Amazon’s latest anthology is as sleepy as its suburban setting, but offers plenty of speculative rewards for the patient.
It’s a hard time to think about the future, about possibility — time’s lost meaning for a lot of us, as we sit quarantined in our homes, whiling away the hours as days turn into weeks. There’s a malleability to our reality now, the sense that we’re stuck in our own little universes; it’s easy to imagine that we’re the last people on Earth, venturing out only when necessary, but otherwise stuck with nothing but our thoughts. We’ve got time to reflect, to mourn, to fear, to love, more than we have in a long time.
Strangely, it’s an ideal environment to take in the stately, delicate rhythms of Amazon’s new sci-fi series Tales from the Loop, a show as beautiful as it is quietly inscrutable. And yet, despite being made before coronavirus turned our lives into odd little time warps, it’s the kind of contemplative science fiction we could really use right now.
On the surface, Tales from the Loop functions much like other modern sci-fi anthologies, like Black Mirror or CBS’ reboot of The Twilight Zone. But it doesn’t fear technology, nor is it concerned with telling high-concept horror stories. Instead, it hews closely towards the ‘suburban sci-fi’ aesthetic of Swedish illustrator Simon Stålenhag’s artwork, whose portraits of cornfields and robots blend the rural with the fantastic, walking the line between Norman Rockwell and Syd Mead.
Rather than telling eight completely disconnected stories, Tales from the Loop establishes a sleepy rural town in Ohio named Mercer, under which a mysterious research facility has been built which contains a collider-like device called ‘the Loop’. There’s no nefarious plan, no secret agenda; just a desire to unlock the secrets of the universe. And the residents of Mercer are left to deal with the almost-magical effects life with the Loop can entail.

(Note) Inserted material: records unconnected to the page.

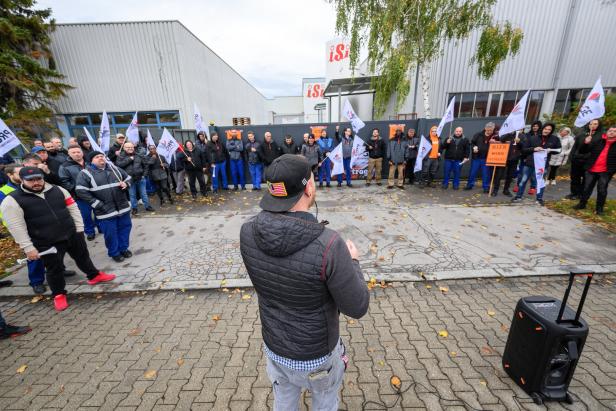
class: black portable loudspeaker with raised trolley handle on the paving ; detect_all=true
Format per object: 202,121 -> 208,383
503,270 -> 594,404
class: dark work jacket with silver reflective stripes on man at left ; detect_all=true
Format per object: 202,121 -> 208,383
75,164 -> 131,220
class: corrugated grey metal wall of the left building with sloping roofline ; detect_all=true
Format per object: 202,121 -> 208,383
51,21 -> 267,128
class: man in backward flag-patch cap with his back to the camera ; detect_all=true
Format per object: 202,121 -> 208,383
240,154 -> 370,410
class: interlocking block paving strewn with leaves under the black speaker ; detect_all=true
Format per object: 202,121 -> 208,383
0,276 -> 616,411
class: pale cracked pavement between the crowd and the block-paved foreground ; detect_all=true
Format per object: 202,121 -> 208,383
0,181 -> 616,296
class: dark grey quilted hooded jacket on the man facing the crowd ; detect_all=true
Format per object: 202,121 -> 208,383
240,211 -> 370,361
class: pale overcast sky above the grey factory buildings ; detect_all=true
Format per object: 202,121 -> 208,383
37,0 -> 336,97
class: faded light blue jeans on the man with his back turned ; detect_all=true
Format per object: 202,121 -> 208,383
266,341 -> 346,411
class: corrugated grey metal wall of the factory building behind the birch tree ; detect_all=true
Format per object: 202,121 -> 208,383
404,0 -> 616,117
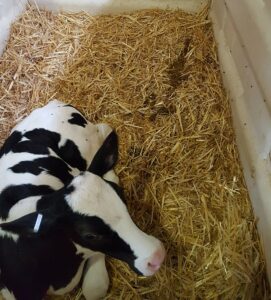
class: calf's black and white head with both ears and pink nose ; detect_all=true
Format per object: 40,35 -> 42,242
1,132 -> 165,276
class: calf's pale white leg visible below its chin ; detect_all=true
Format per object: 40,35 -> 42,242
82,253 -> 109,300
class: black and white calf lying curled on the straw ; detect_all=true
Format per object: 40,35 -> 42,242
0,100 -> 165,300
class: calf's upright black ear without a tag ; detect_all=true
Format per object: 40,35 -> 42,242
88,131 -> 118,176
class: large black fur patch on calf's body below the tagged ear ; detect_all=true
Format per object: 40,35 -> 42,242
0,231 -> 83,300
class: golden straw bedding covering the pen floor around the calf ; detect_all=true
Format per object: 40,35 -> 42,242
0,2 -> 269,300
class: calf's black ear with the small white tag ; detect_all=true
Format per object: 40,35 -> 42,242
0,210 -> 57,236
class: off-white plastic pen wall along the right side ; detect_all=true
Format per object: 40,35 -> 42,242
211,0 -> 271,279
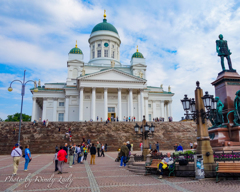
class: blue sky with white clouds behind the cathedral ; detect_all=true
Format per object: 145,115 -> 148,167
0,0 -> 240,121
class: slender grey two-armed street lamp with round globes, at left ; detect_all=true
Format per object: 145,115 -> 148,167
8,70 -> 38,145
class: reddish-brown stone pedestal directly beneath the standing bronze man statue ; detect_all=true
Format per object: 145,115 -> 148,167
212,71 -> 240,123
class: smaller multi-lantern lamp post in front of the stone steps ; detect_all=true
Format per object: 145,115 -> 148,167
134,115 -> 155,161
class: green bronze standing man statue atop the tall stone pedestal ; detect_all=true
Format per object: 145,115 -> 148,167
216,34 -> 235,71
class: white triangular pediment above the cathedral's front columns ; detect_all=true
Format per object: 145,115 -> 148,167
79,69 -> 146,82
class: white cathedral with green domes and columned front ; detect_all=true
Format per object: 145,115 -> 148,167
31,14 -> 174,121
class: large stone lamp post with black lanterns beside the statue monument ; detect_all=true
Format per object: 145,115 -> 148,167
181,81 -> 216,171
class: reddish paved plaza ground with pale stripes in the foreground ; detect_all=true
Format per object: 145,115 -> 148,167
0,152 -> 240,192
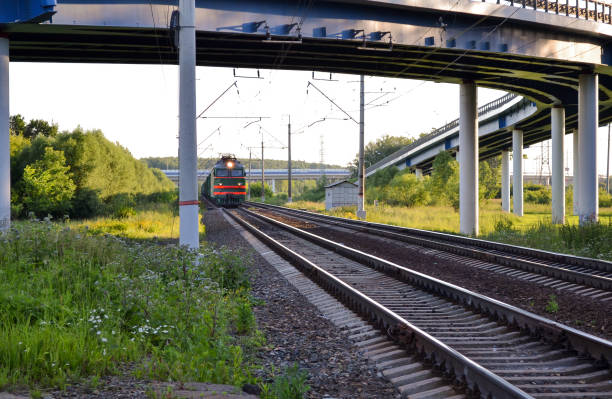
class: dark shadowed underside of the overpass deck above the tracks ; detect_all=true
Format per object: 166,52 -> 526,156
0,24 -> 612,166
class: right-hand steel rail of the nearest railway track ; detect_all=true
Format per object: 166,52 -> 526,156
241,209 -> 612,365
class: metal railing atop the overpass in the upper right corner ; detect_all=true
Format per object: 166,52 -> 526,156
473,0 -> 612,24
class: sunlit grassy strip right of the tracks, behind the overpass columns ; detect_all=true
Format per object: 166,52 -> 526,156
286,200 -> 612,260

As evidenced by the three episodes provided to critics prior to its release, there’s a loosely connected cast of characters who flit in and out of each other’s stories, taking focus when it’s time for the Loop to work its magic on their lives. In one episode, a scientist (Rebecca Hall) involves herself in a young girl’s (Abby Ryder Fortson) search for her missing mother. In another, a lovesick security guard at the research facility (Ato Essandoh) finds himself invited into an alternate universe where his mirror self is happily partnered. Stakes are never world-shattering, Tales from the Loop being more interested in the intimate and personal.

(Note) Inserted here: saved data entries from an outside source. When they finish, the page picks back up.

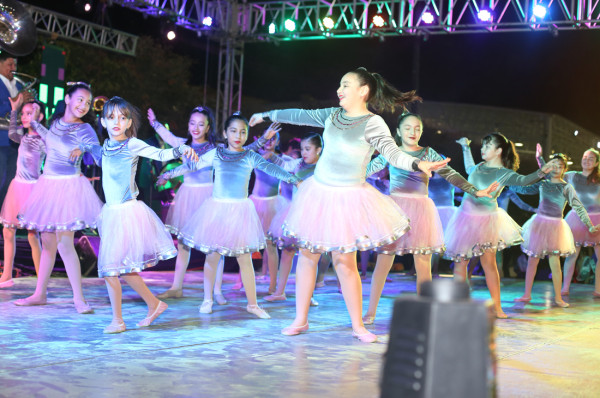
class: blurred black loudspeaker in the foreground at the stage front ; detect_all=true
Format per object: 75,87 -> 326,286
381,279 -> 496,398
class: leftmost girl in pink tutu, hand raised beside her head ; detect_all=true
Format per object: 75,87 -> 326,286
0,94 -> 46,289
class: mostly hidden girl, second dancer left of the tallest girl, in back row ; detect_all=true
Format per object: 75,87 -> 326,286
250,124 -> 287,293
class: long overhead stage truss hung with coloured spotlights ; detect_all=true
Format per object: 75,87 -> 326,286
113,0 -> 600,41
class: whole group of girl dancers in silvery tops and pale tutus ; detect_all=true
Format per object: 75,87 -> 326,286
0,68 -> 600,342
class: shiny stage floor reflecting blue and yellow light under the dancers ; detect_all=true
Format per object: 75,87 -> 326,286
0,272 -> 600,398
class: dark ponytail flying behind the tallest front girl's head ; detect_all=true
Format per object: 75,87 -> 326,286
350,68 -> 422,112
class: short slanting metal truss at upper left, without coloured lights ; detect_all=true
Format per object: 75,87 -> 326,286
26,5 -> 138,55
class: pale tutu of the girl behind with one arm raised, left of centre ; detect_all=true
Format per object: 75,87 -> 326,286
165,182 -> 213,235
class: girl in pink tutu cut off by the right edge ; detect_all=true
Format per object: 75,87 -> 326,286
536,144 -> 600,298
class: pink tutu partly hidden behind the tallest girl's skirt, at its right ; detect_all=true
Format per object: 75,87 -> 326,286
375,193 -> 444,256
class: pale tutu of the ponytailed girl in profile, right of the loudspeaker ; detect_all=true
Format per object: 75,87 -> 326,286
444,206 -> 523,261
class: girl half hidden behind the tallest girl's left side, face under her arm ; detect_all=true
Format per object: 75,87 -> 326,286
265,133 -> 329,301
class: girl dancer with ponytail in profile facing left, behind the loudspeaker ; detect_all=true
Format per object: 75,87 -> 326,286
444,133 -> 556,318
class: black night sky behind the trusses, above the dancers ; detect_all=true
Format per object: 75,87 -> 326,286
25,0 -> 600,134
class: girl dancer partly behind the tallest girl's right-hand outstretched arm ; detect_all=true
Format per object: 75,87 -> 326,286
363,113 -> 498,325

Granted, this makes for some occasionally inscrutable, and slow to the point of plodding, television. Writer/showrunner Nathaniel Halpern‘s (Legion, The Killing) scripts are sparse and methodical almost to a fault, and audiences seeking Stranger Things-level excitement are sure to be disappointed. This is heady, intellectual sci-fi, and the mystery box element of the Loop and its true nature is often more befuddling than intriguing. At one point in the series, company founder Russ (Jonathan Pryce) simply says that the Loop “makes the impossible possible.” In short, it’s nothing more an engine for these high-concept tales of love, death, and life, and it’s best not to read too much into the rest.
Stakes are never world-shattering, Tales from the Loop being more interested in the intimate and personal.
But it’s the fourth episode, the Andrew Stanton-directed “Echo Sphere,” that truly elevates the show to something entrancing and heartbreaking. Centered around Russ and his relationship to his grandson Cole (Duncan Joiner), “Echo Sphere” is a beautiful ode to the impermanence of life, as Cole learns to deal with the prospect of Russ’ terminal illness, chiefly through the presence of a mysterious metal sphere in an empty field. Shout into it, and the echoes will bounce back in older and older voices. It’s a bittersweet story about aging and what we do with the time that’s given to us. Its closing minutes, which evoke nothing less than the bittersweet leap into the future at the end of Raising Arizona, are undeniably tear-jerking.
And to its credit, the creators have crafted a meticulously-designed playground on which to explore these issues. In addition to Stanton, there’s interesting work from directors like Jodie Foster and Mark Romanek, and the show is drenched in a patient, achingly awed score by Philip Glass and Paul Leonard-Morgan (listen to our interview with Leonard-Morgan about scoring the show here.) The strange effects of the Loop manifest themselves in subtly entrancing ways, from snow falling upwards in an abandoned house to the floating monolith of the Loop itself.
The rural and technological blend with a stark beauty (not unlike Stålenhag’s paintings), like a chicken walker hiding behind trees to watch certain events, or Paul Schneider‘s robotic arm barely covered by a flannel shirt. Tales from the Loop grounds these fantastical elements in the mundanity of the everyday. That’s what sets it apart from the horrors of Black Mirror or the excitement of Stranger Things. It’s much more Arrival than either of those, a grounded look at the fragility of our own lives through the lens of science fiction. If you’ve got the patience for something a little slower, Tales from the Loop might be one of the best science fiction stories of the year so far.